The third thing we will see is more partnering across the criminal ecosystem. About 30 months ago, we were being hit by the Dirt Jumper DDoS attacks, where Zeus would take money from the bank account, usually over a million dollars, and their colleagues would launch a major DDoS attack to take the victim bank offline so that nobody would detect the fraud. Some huge banks are actually getting hit by that, and I think it's the shape of things to come.

Key Strategies, Solutions

FIELD: Let's talk about advice to banking and security leaders. You spoke about the FFIEC guidance being a call to action. What are the actions that organizations should take? Where should they invest their time and their money to combat account takeover?

BAYLOR: It's been a great question, especially ever since litigation began and banks realized they must do more. There are really three areas they should look at. The first is procedure, which is, before the account takeover occurs they should examine which customer is a high risk, which one is a single control - which means any one person can send money - which one is ACH and which one is freeform wires where you can send the money to absolutely anyone without notice.

The second thing they should look at is when the account takeover happens, how we minimize the losses. How do we disable the accounts, terminate the sessions, track down where the money goes and freeze it? That's the first thing.

The next real area is focused on back-end systems, and these are the fraud detection malware engines. The FFIEC wants them. They can solve many, but not all, of the account takeover problems. Many cost millions of dollars to implement and integrate, require expensive staff to tune, and can take years to implement. And as many banks find, users are not predictable and they can get a lot of false-positives, which if they freeze can result in customer loss and them ending up in court.

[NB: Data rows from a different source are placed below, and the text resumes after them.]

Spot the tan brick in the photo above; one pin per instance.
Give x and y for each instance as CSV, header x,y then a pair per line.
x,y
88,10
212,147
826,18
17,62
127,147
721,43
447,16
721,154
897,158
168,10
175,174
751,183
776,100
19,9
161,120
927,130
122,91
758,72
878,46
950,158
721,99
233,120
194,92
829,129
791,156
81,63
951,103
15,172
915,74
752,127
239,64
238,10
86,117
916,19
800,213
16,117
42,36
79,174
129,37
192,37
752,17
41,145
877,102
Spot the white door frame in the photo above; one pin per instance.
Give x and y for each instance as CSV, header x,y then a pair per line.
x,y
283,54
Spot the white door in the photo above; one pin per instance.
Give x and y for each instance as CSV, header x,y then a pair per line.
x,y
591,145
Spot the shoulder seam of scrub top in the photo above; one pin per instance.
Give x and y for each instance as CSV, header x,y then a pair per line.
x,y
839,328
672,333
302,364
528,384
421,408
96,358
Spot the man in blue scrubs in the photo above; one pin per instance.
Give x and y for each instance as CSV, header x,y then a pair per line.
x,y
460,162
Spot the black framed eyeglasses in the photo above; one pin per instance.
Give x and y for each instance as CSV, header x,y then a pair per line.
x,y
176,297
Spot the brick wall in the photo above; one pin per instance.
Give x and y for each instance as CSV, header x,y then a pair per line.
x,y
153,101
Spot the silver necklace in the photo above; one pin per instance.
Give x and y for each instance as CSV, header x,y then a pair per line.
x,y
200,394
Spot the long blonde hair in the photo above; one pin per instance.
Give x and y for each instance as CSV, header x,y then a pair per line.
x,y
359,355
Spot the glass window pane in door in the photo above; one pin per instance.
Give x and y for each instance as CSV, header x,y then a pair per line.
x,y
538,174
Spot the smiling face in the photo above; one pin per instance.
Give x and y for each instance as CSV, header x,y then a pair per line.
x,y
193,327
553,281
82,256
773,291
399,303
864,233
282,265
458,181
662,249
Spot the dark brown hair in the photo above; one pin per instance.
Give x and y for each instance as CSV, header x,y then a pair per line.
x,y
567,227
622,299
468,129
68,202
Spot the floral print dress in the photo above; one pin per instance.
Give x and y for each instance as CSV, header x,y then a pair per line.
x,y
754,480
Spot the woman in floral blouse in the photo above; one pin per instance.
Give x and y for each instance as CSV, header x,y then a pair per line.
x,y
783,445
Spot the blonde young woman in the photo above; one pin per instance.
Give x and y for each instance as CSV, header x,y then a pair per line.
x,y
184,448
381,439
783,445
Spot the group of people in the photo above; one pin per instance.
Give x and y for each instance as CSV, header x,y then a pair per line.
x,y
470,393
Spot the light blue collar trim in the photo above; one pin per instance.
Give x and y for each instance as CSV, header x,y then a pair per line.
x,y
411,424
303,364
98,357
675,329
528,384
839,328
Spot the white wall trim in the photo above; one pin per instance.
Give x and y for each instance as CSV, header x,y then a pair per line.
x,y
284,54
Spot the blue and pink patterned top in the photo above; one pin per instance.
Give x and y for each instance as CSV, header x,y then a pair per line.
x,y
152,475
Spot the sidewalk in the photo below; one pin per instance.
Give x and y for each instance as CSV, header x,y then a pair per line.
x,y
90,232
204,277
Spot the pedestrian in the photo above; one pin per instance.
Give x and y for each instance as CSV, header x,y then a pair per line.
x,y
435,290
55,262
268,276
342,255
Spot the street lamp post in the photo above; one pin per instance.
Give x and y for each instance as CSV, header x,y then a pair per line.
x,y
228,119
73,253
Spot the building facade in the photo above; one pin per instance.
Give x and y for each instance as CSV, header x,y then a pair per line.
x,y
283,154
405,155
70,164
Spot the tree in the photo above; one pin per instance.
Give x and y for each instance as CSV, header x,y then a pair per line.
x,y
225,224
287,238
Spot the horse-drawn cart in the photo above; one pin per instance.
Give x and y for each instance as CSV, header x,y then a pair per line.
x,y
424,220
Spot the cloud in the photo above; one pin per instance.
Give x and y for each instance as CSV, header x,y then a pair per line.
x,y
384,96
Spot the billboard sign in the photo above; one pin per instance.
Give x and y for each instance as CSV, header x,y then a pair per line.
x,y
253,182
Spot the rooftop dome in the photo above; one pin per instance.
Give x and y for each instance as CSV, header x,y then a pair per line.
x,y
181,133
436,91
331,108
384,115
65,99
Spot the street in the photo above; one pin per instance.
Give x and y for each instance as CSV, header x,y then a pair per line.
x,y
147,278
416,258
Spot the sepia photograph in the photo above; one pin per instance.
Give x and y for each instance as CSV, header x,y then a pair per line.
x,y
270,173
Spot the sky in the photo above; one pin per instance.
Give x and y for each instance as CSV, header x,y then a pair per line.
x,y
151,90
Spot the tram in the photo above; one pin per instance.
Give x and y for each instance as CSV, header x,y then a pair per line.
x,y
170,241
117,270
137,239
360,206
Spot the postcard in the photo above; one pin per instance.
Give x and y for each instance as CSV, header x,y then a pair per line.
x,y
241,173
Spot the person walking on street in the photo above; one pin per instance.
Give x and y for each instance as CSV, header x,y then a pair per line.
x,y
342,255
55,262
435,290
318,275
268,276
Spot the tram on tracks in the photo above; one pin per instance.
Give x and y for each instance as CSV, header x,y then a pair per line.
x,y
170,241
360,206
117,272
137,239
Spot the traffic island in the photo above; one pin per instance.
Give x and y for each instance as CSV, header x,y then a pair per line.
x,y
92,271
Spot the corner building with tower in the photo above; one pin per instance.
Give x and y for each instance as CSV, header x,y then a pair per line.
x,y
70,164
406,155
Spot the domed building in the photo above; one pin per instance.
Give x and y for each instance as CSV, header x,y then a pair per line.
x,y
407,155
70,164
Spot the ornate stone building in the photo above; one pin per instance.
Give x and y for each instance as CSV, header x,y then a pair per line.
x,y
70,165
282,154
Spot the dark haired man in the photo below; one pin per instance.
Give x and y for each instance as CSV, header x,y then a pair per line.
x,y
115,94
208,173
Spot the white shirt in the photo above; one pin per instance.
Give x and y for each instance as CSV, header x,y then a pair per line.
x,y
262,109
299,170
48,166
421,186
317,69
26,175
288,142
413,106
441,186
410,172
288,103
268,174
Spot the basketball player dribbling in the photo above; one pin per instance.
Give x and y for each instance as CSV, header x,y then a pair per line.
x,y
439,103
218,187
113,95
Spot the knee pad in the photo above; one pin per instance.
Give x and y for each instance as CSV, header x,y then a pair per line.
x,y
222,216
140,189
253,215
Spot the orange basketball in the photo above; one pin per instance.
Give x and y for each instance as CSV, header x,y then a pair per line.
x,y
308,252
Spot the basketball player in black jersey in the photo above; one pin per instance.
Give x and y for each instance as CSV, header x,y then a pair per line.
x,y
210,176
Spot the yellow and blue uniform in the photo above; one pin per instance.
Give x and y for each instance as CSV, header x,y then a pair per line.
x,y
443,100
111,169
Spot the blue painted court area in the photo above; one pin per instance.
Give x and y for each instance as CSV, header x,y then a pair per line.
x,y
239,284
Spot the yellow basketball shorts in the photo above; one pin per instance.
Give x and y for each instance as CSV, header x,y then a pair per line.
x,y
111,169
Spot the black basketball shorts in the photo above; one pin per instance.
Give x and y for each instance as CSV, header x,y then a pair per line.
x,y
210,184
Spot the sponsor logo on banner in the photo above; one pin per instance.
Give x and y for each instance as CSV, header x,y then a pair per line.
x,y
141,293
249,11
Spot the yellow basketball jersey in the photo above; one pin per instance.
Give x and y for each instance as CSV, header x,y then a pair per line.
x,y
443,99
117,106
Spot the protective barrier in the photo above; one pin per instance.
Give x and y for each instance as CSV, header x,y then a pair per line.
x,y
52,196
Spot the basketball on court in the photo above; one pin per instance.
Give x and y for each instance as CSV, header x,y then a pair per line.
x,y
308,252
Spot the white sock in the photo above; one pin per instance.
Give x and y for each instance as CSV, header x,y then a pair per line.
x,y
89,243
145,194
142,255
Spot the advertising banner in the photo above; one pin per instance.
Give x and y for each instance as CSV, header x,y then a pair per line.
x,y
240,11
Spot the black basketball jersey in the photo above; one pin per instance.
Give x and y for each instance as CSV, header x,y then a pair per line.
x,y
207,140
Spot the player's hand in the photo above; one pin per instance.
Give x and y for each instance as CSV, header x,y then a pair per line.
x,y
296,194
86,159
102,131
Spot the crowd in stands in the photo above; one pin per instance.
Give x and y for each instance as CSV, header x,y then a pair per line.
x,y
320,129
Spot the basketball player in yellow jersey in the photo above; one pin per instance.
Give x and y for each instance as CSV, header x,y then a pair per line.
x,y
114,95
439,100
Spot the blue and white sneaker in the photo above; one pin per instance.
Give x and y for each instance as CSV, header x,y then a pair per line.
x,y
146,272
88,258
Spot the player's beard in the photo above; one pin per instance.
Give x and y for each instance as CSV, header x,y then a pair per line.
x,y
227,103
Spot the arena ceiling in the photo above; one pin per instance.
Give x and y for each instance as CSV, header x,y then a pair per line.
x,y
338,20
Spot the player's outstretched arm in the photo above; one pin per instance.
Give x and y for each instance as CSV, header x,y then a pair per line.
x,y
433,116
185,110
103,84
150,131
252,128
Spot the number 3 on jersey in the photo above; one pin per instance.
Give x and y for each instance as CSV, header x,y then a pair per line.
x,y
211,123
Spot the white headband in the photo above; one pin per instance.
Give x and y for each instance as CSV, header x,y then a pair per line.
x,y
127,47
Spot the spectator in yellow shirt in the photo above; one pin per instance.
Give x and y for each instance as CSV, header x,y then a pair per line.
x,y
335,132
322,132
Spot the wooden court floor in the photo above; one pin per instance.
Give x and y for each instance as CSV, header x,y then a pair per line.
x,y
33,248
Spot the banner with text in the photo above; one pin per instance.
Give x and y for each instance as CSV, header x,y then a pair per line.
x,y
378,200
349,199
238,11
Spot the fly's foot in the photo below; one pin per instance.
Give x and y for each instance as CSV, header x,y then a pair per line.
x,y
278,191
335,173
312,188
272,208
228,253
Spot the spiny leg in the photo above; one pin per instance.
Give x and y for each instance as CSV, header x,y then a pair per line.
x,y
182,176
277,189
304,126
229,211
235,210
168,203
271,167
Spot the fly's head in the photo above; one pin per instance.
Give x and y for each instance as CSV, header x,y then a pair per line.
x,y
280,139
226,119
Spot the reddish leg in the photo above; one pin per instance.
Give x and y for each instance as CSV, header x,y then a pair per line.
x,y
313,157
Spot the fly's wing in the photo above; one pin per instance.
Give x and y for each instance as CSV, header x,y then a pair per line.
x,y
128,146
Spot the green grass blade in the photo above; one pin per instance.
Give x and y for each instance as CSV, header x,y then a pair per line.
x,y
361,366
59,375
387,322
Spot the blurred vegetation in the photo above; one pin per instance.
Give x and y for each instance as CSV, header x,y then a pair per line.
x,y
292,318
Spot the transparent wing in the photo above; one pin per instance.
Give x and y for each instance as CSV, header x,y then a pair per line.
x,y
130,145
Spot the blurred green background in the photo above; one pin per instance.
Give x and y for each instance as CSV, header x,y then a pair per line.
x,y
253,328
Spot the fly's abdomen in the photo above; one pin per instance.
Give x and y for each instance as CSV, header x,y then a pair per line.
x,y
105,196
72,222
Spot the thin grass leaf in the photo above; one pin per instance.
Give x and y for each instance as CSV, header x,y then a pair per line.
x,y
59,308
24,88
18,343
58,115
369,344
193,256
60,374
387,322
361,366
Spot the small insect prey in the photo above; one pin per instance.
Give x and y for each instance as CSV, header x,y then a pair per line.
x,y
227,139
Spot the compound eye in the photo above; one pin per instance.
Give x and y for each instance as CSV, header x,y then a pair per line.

Where you really think they should focus on is front-end, or customer-facing, technologies. These are plug-ins or software the bank actually gives to their end customers. Banks have been traditionally sparing in doing this for three reasons. One, they think they're guaranteeing the software will always work, which isn't the case, especially if they carefully word it. Two, they're afraid of blue-screening the devices and they're worried about support cost. The third is they're also worried customer uptake has generally been low, unless you really push users into using it.

What I have seen is there has been a major price change in the last 12 months, and to get it really focusing on procedure and customer-facing technologies. This really adds value more than any other and it can be implemented generally within days rather than six months or a year. At NSS Labs, we focus on products and found vast differences between them: between usability, the ability to defeat malware and the security of the product itself. When you're looking at these devices, price and market share is by no means predictors of value. That's one area where banks need to test the software. By doing that, they'll save themselves a lot of money because the most expensive is definitely not the best, and at the end of the day they'll save their customers from account takeover, which saves everyone a lot of money.